Museumsdirektor Prof. Harald Kunde hat sein Versprechen, die Museumspädagogik aus dem Dunkel des Kellers ans Licht zu bringen, gestern eingelöst. Unterstützt hat den Mann vom Museum dabei vor allem Kleves Kämmerer Willibrord Haas sowie das Kulturamt der Stadt mit Annette Wier, die - trotz zwischenzeitlicher nötiger Haushaltssperre in der Stadt - an dem Vorhaben einer vorbildlichen Museumspädagogik in Kleve festhielt und das Haus an der Tiergartenstraße tatkräftig unterstützte. Umgesetzt hat das Ganze das Gebäudemanagement der Stadt Kleve (GSK), begleitet hat das Unterfangen GSK-Architekt Alfred Jansen.

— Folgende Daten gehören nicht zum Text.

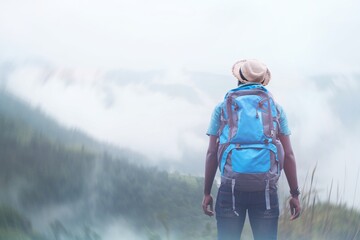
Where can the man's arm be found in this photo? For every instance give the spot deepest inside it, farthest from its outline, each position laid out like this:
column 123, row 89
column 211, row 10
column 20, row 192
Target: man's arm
column 211, row 166
column 291, row 175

Kunde hat, um sein Versprechen umsetzen zu können, einen der beiden stadtseitigen Ausstellungsräume im Parterre geopfert, der nicht wirklich in den Laufwegen der Besucher lag. Der Raum wurde mit einer großen Glastüre vom Museum getrennt und bietet der "WunderKammer" eine wunderbare Heimat. Mit Luft, mit Licht, mit tollen Möbeln und einem Material-Schrank, der seines Gleichen sucht: Ein schöner Entwurf, den die Tischlerei Vergoossen aus Rees passgenau auf die Stirnwand des Raums setzte. Hinter den Türen des Materialschrankes verbergen sich das obligatorische Wasserbecken und ein ganzer Satz von Staffeleien für die Malerfürsten von morgen. Die Tische und Hocker im Raum haben jetzt Rollen, so dass sie je nach Aufgabe neu geordnet werden können. "Die neue WunderKammer ist eine gute Investition in die Zukunft", sagt Kunde.

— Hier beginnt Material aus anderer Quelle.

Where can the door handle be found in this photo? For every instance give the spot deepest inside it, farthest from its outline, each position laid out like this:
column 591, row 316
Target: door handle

Hier werden jetzt samstags alle Kurse des Museums stattfinden. Die Räume können aber auch gemietet werden, Kunstlehrer der Schulen, die bei Schule-Kunst-Museum mitmachen, können hier mit ihren Klassen eine Unterrichtsstunde am anderen Ort organisieren, sagt Valentina Vlasic vom Museum.

Besonders zufrieden sind die drei verantwortlichen Museumspädagoginnen, die jetzt endlich "über Tage" arbeiten können. Sie haben einen angemessenen Raum bekommen, sagen Klara Heimbach, Monika Buchen und Alexandra Eerenstein. Der Freundeskreis hat den Kindern noch eine kleine Präsenzbibliothek gespendet. Bald soll auch ein neonleuchtender Schriftzug "WunderKammer" auf die Wand, der später leuchtend von außen zu sehen ist. "Wir haben am guten Namen festgehalten, auch wenn die Pädagogik nicht mehr in einer Kammer im Keller untergebracht ist", sagt Kunde. In Kleve gehörte die Museumspädagogik von Beginn an zur Tradition, sie startete mit Lydia Kreusch, zu der bald Margret Kohtes stieß. Zu einer Zeit, als andere Museen noch nicht an WunderKammern wie im Kurhaus dachten.